Темно и никак не выбраться. Ужасные задачи с
серьезным, но скрытым смыслом. Страх и пот, немота и холод.
Трудная смерть, трудное рождение.
Как много ночи вокруг! Как много жутких, тяжких,
мучительных путей, по которым мы идем; глубоко в подземелье
блуждает наша душа, вечный бедный герой, вечный Одиссей! Но мы
все идем и идем, мы корчимся, барахтаемся, мы захлебываемся в
тине, мы карабкаемся по гладким беспощадным стенам. Мы плачем,
мы отчаиваемся, мы жалобно стонем и вопим от нестерпимой муки.

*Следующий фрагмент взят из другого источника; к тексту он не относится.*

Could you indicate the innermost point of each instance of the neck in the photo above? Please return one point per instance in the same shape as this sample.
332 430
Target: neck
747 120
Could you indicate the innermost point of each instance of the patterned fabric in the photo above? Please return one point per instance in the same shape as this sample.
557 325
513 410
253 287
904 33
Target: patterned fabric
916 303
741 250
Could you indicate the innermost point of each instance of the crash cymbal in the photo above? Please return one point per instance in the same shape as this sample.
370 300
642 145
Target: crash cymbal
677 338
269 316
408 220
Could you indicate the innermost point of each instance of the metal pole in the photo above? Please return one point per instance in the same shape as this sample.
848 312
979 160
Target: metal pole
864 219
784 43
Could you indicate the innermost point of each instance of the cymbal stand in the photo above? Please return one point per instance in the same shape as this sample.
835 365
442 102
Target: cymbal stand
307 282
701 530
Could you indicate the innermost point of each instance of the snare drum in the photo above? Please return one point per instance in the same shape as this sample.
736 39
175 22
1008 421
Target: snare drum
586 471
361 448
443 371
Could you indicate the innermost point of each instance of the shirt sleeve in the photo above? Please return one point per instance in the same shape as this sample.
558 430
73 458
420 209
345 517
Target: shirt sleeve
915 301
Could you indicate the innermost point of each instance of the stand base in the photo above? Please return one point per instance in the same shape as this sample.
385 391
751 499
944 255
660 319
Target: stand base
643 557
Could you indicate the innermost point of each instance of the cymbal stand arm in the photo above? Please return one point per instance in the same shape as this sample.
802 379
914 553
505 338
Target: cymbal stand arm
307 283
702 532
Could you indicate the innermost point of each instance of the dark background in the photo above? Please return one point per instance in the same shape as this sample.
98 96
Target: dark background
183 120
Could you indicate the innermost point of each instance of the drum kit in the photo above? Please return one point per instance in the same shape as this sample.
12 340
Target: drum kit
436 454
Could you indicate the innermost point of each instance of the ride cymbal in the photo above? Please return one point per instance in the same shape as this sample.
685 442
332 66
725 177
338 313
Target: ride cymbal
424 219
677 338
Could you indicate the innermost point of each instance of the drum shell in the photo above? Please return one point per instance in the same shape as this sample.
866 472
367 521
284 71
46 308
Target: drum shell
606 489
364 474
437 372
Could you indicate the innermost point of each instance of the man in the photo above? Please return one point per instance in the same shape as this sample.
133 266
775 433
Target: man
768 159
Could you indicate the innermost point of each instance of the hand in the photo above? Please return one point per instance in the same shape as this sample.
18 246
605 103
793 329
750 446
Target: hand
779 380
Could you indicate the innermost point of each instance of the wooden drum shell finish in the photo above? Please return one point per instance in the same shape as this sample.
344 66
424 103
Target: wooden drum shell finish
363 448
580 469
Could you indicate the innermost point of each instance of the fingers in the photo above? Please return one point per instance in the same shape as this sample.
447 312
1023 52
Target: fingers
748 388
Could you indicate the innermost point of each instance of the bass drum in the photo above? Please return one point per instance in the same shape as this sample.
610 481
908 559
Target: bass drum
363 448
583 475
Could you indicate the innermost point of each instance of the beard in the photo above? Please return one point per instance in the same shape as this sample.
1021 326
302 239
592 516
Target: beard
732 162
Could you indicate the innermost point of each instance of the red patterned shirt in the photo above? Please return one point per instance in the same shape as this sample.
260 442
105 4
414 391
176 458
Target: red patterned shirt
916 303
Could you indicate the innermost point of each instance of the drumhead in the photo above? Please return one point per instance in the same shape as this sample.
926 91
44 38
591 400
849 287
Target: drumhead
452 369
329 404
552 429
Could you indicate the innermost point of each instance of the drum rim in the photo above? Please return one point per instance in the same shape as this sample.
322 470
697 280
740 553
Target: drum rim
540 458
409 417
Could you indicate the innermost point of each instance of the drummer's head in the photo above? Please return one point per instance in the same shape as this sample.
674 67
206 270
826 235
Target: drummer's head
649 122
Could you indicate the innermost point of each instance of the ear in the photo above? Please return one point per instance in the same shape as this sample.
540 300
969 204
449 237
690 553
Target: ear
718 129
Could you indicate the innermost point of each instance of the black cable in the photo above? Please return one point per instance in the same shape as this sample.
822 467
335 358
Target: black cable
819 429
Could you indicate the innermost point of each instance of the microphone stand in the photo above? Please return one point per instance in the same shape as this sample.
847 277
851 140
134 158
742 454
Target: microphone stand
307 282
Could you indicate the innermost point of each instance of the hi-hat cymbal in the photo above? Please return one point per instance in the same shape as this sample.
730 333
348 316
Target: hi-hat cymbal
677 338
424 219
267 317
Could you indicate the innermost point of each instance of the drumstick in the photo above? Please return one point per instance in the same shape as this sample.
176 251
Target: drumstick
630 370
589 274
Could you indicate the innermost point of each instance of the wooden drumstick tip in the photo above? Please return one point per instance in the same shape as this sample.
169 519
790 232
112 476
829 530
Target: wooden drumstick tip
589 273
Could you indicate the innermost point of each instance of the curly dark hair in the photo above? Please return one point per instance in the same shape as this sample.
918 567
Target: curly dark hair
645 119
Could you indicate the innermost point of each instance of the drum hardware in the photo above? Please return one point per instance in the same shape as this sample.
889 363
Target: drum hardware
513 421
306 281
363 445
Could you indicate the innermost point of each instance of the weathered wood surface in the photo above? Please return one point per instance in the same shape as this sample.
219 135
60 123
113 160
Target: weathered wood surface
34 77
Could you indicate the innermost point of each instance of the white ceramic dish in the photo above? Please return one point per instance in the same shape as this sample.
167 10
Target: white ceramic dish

Но мы все равно идем дальше, идем, страдая, идем, прорываясь
сквозь все препятствия.
Снова из серого адского дыма возникли образы, снова пролег
маленький кусочек мрачной тропы, вызванной творящим светом
воспоминаний, и душа вырвалась из прамира в родной ей круг
времен.
Где это было? Знакомые вещи смотрели на меня, я вдыхал
воздух и узнавал его вкус. Комната, просторная в полутьме,
керосиновая лампа на столе -- моя лампа, --
большой круглый стол и, кажется, пианино. Там была моя
сестра и еще -- ее муж, наверное, они пришли ко мне в гости, а
может быть -- я у них в гостях. Они молчаливы и полны
беспокойства, беспокойства обо мне. И я стоял в просторной и
сумрачной комнате, шагал, останавливался и вновь шагал в облаке
печали, в потоке горькой, давящей печали. Затем я начал что-то
искать, что-то не очень важное, какую-то книгу или ножницы -- и
не мог найти. Я взял в руки лампу, она была тяжелая, а на меня
навалилась страшная усталость, я поставил лампу на место, снова
взял, и мне хотелось искать, искать, хотя я знал, что поиски
напрасны. Я знал, что ничего не найду, только еще больше
запутаюсь, лампа упадет у меня из рук -- она ведь такая
тяжелая, -- и я, бедный, буду все искать и искать, блуждать на
ощупь по комнате, всю жизнь до конца.
Муж сестры взглянул на меня боязливо и слегка осуждающе.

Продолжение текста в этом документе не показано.